By the 2040s, transmission is important to reach net-zero emissions economically. Most new capacity is added to connect renewables, largely wind, in Montana and Wyoming to the coastal loads in Washington, Oregon, and California. Build-out happens gradually from 2030 to 2050 in the model, but transmission is more likely to be built sporadically over the 20 years, and costs will be a key determinant. The lower the cost of intertie expansion, the earlier and greater the expansion would be.
More Extensive Transmission Lowers Total Decarbonization Costs
The visualization below shows the cost impacts of the sensitivity scenarios. Costs are presented as total present value costs and shown for the entire U.S. due to the interconnected nature of the transmission system. For the total present value costs, the cost difference in each year is discounted back to 2021 dollars using a 3% annual discount rate.

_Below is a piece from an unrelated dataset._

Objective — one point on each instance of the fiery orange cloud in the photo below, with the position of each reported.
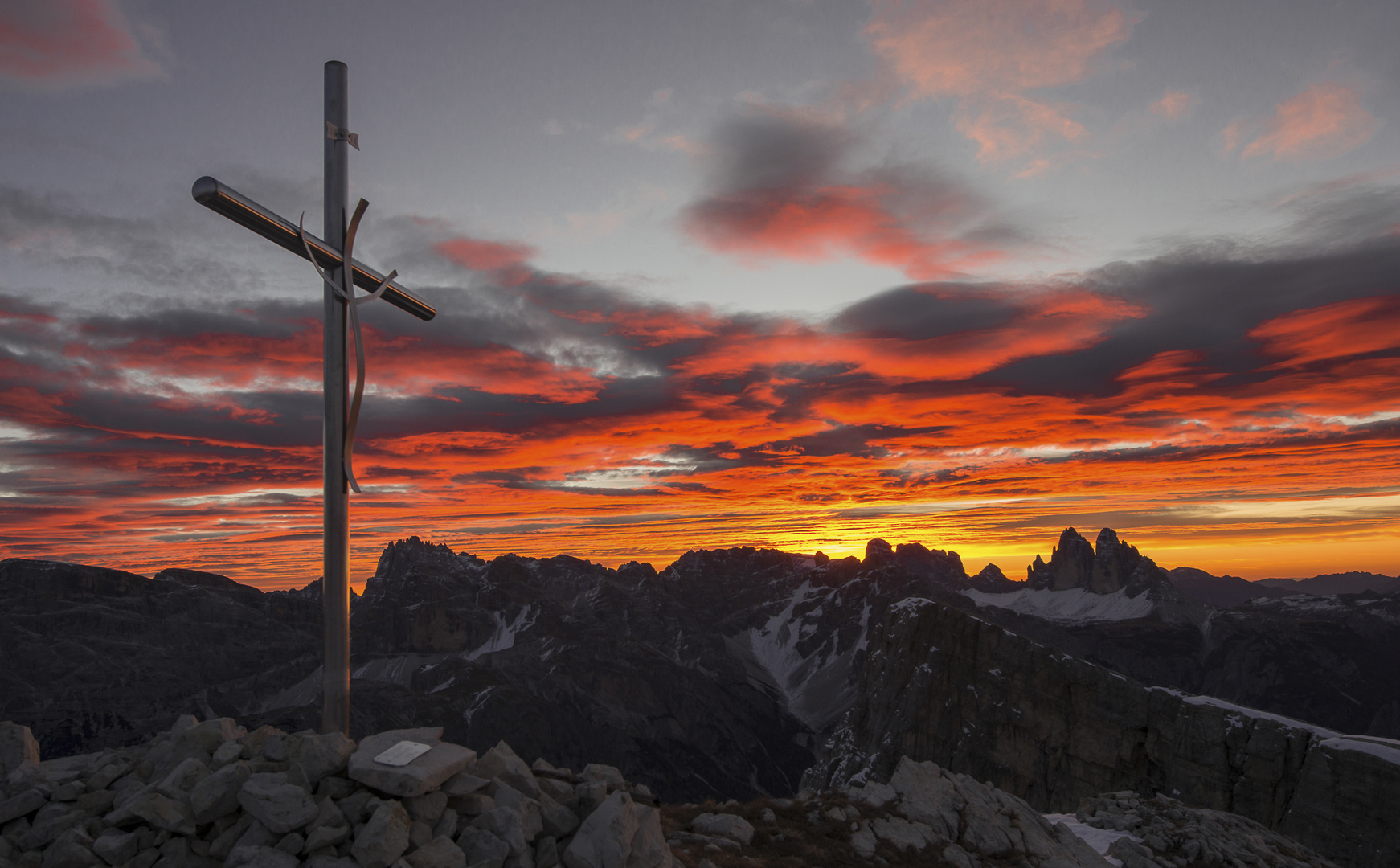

Overall, it is cheaper to have a more interconnected network, even with the higher TNC PoP transmission costs used in this study. When transmission expansion is unconstrained, new transmission is built in large part to access low-cost and high-capacity factor resources that are far away and are complementary in production shape to other resources. For example, wind in Montana is a valuable output shape for the Southwest, where a significant amount of clean solar energy is produced in the middle of the day.
High-quality wind is generally not available in large quantities close to the largest load centers in the West. If transmission is constrained, access to those wind resources is limited and leads to increased reliance on local resources throughout the West, particularly solar in California and Arizona.
Conclusion
More extensive transmission lowers total decarbonization costs and increases options for meeting future net-zero goals. In addition to cost uncertainties, multiple factors impact the feasibility of transmission expansion, including:
Physical factors, such as line length, terrain, land use, and fire risk.
Whether the line is contained in a single planning area and/or state, or whether it crosses multiple jurisdictions.
Whether markets exist to make development of the line profitable.
Whether market structures or policies mitigate risks to transmission developers.
Transmission expansion allows access to imports from other states, and exports from renewable-rich regions allow renewables to be located where they are most feasible. Limiting transmission, on the other hand, puts greater stress on siting and permitting local resources, a major challenge to achieving net-zero emission targets by 2050.